ST. PAUL, Minn.
The cost of Minnesota's failed health care software program climbed to more than $41 million after the state agreed to pay $7.25 million to a company fired from the project in 2008, the state Department of Human Services said Wednesday.
The agency released its settlement agreement with ACS State and Local Solutions Inc., a Dallas-based software developer that sued the state after it was dismissed from HealthMatch.
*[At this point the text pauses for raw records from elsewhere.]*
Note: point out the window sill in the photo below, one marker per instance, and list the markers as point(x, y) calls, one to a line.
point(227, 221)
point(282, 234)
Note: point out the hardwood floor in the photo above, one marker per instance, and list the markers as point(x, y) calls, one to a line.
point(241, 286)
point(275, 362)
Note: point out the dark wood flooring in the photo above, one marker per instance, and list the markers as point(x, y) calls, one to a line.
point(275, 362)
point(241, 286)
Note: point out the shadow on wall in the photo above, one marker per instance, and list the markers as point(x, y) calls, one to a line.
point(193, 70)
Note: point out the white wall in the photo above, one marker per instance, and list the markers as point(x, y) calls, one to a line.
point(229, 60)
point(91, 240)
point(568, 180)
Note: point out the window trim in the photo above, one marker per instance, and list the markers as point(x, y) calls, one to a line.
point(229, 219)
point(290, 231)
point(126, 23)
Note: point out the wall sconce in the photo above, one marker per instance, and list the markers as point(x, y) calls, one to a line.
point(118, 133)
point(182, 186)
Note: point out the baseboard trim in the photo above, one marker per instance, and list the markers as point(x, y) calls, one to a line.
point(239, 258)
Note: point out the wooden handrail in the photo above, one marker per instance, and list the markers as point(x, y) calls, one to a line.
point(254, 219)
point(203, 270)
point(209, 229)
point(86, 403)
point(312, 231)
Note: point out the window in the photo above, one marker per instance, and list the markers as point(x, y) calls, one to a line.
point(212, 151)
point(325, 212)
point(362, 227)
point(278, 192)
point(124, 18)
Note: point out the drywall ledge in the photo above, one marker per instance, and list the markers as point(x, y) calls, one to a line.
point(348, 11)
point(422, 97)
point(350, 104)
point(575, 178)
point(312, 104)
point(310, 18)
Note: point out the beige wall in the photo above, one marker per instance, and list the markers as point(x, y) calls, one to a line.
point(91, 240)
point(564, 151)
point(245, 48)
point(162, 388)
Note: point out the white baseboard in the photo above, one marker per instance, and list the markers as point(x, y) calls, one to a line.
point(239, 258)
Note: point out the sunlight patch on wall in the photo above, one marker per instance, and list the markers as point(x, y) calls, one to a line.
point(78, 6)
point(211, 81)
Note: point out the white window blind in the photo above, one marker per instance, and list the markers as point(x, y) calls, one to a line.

Coding bugs and delays dogged the project, and by the time state officials canceled it three years ago, the state had paid ACS and its predecessors $8.3 million.
An additional $21 million was spent on staffing, equipment, software and consultants through June 2008. The total cost, not including the state's legal bills, came to $41.25 million, department spokeswoman Karen Smigielski said in an e-mail.
The department agreed to pay for partially completed work under the terminated contract, Deputy Human Services Commissioner Anne Barry told lawmakers in a letter Wednesday. She signed the settlement Tuesday, and the agency gave a copy to The Associated Press.
Barry said the department will cover the settlement costs with administrative accounts and leftover HealthMatch funds. The state had counter-sued the company, but some of its claims were dismissed by a Ramsey County judge.
"The settlement agreement does not require any new appropriations and has no impact on the Governor's budget recommendations," Barry wrote.
The state must pay by March 31. Messages left for ACS weren't immediately returned.
HealthMatch began nine years ago and was intended to streamline the application process for public health programs, allowing human services workers to seamlessly navigate complex eligibility rules to match applicants with the appropriate coverage.
Instead, the agency still uses aging systems developed decades ago and paper applications processed by state, county and tribal workers.
When Gov. Mark Dayton switched nearly 100,000 patients into the federally funded Medicaid program this year, Human Services Commissioner Lucinda Jesson predicted the behind-the-scenes processing for 51,000 people on the state-funded MinnesotaCare program would take six months.